A SMRT approach for targeted amplicon sequencing of museum specimens (Lepidoptera)-patterns of nucleotide misincorporation

PeerJ. 2021 Jan 14:9:e10420. doi: 10.7717/peerj.10420. eCollection 2021.

Abstract

Natural history collections are a valuable resource for molecular taxonomic studies and for examining patterns of evolutionary diversification, particularly in the case of rare or extinct species. However, the recovery of sequence information is often complicated by DNA degradation. This article describes use of the Sequel platform (Pacific Biosciences) to recover the 658 bp barcode region of the mitochondrial cytochrome c oxidase I (COI) gene from 380 butterflies with an average age of 50 years. Nested multiplex PCR was employed for library preparation to facilitate sequence recovery from extracts with low concentrations of highly degraded DNA. By employing circular consensus sequencing (CCS) of short amplicons (circa 150 bp), full-length barcodes could be assembled without a reference sequence, an important advance from earlier protocols which required reference sequences to guide contig assembly. The Sequel protocol recovered COI sequences (499 bp on average) from 318 of 380 specimens (84%), much higher than for Sanger sequencing (26%). Because each read derives from a single molecule, it was also possible to quantify the incidence of substitutions arising from DNA damage. In agreement with past work on sequence changes induced by DNA degradation, the transition C/G → T/A was the most prevalent category of change, but its rate of occurrence (4.58E-4) was so low that it did not impede the recovery of reliable sequences. Because the current protocol recovers COI sequence from most museum specimens, and because sequence fidelity is unaffected by nucleotide misincorporations, large-scale sequence characterization of museum specimens is feasible.
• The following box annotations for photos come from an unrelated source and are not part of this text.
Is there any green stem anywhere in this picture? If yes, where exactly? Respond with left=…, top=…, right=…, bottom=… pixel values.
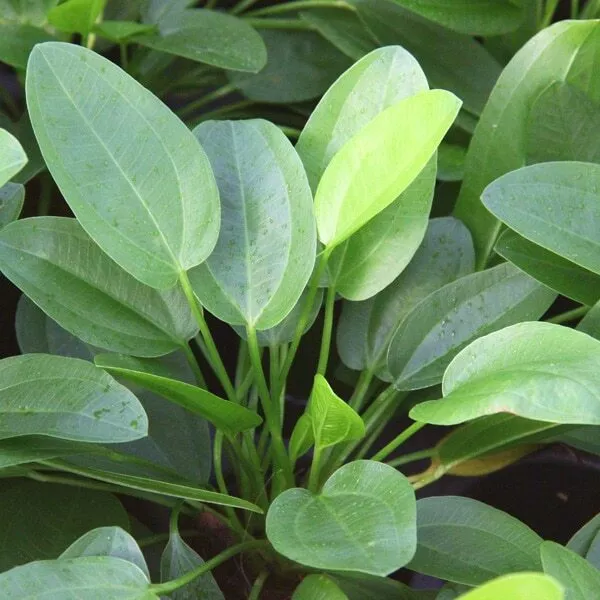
left=546, top=306, right=591, bottom=325
left=148, top=540, right=269, bottom=596
left=179, top=271, right=237, bottom=402
left=371, top=422, right=426, bottom=462
left=317, top=286, right=335, bottom=376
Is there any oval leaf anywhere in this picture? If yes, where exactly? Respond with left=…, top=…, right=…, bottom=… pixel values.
left=190, top=119, right=316, bottom=329
left=410, top=323, right=600, bottom=425
left=26, top=42, right=219, bottom=288
left=267, top=460, right=416, bottom=576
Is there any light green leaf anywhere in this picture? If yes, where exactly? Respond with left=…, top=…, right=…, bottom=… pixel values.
left=0, top=354, right=148, bottom=444
left=0, top=129, right=27, bottom=187
left=481, top=162, right=600, bottom=273
left=292, top=575, right=348, bottom=600
left=494, top=229, right=600, bottom=305
left=306, top=375, right=365, bottom=449
left=460, top=573, right=565, bottom=600
left=135, top=9, right=267, bottom=73
left=408, top=496, right=542, bottom=584
left=94, top=354, right=262, bottom=433
left=0, top=182, right=25, bottom=229
left=315, top=90, right=460, bottom=249
left=410, top=322, right=600, bottom=425
left=349, top=0, right=502, bottom=115
left=541, top=542, right=600, bottom=600
left=26, top=43, right=219, bottom=288
left=0, top=217, right=197, bottom=356
left=388, top=263, right=556, bottom=390
left=266, top=460, right=416, bottom=576
left=0, top=556, right=158, bottom=600
left=190, top=119, right=316, bottom=329
left=59, top=527, right=150, bottom=580
left=227, top=29, right=351, bottom=104
left=454, top=20, right=600, bottom=266
left=0, top=479, right=129, bottom=572
left=337, top=217, right=475, bottom=381
left=395, top=0, right=524, bottom=36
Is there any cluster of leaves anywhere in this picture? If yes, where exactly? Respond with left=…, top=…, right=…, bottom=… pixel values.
left=0, top=0, right=600, bottom=600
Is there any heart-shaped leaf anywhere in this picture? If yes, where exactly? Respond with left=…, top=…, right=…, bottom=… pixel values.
left=94, top=354, right=262, bottom=433
left=266, top=460, right=416, bottom=576
left=410, top=322, right=600, bottom=425
left=408, top=496, right=542, bottom=585
left=190, top=119, right=316, bottom=329
left=26, top=42, right=219, bottom=288
left=0, top=354, right=148, bottom=444
left=315, top=90, right=461, bottom=249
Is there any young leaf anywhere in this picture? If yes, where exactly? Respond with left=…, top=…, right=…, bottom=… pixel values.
left=0, top=556, right=158, bottom=600
left=315, top=90, right=460, bottom=249
left=481, top=162, right=600, bottom=273
left=94, top=354, right=262, bottom=433
left=454, top=21, right=600, bottom=266
left=460, top=573, right=565, bottom=600
left=337, top=217, right=475, bottom=381
left=190, top=119, right=316, bottom=329
left=0, top=217, right=197, bottom=356
left=0, top=129, right=27, bottom=187
left=388, top=263, right=556, bottom=390
left=266, top=460, right=416, bottom=576
left=0, top=354, right=148, bottom=444
left=494, top=229, right=600, bottom=305
left=410, top=322, right=600, bottom=425
left=292, top=575, right=348, bottom=600
left=59, top=527, right=150, bottom=580
left=26, top=42, right=219, bottom=288
left=135, top=8, right=267, bottom=73
left=0, top=479, right=129, bottom=568
left=541, top=542, right=600, bottom=600
left=407, top=496, right=542, bottom=585
left=306, top=375, right=365, bottom=449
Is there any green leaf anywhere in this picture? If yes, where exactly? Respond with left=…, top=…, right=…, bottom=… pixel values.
left=494, top=229, right=600, bottom=305
left=454, top=21, right=600, bottom=266
left=0, top=479, right=129, bottom=568
left=292, top=575, right=348, bottom=600
left=337, top=217, right=475, bottom=381
left=59, top=527, right=150, bottom=580
left=0, top=22, right=54, bottom=69
left=481, top=162, right=600, bottom=273
left=190, top=119, right=316, bottom=329
left=0, top=182, right=25, bottom=229
left=306, top=375, right=365, bottom=449
left=541, top=542, right=600, bottom=600
left=94, top=354, right=262, bottom=433
left=410, top=322, right=600, bottom=425
left=0, top=354, right=148, bottom=444
left=395, top=0, right=524, bottom=36
left=407, top=496, right=542, bottom=585
left=227, top=29, right=351, bottom=104
left=527, top=82, right=600, bottom=163
left=388, top=263, right=556, bottom=390
left=48, top=0, right=106, bottom=35
left=460, top=573, right=565, bottom=600
left=300, top=8, right=377, bottom=60
left=0, top=217, right=197, bottom=356
left=0, top=556, right=158, bottom=600
left=135, top=9, right=267, bottom=73
left=0, top=129, right=27, bottom=187
left=315, top=90, right=460, bottom=249
left=349, top=0, right=502, bottom=115
left=160, top=531, right=225, bottom=600
left=267, top=460, right=416, bottom=576
left=26, top=43, right=219, bottom=288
Keywords: COI; Degraded DNA; HTS; Lepidoptera; Museum specimens; SMRT sequencing; Sequel.

Grants and funding

This study was enabled by a NSERC Discovery grant and by support from the Canada First Research Excellence Fund to Paul D. N. Hebert. The latter funding is one component of the overall Food From Thought award. The funders had no role in study design, data collection and analysis, decision to publish, or preparation of the manuscript.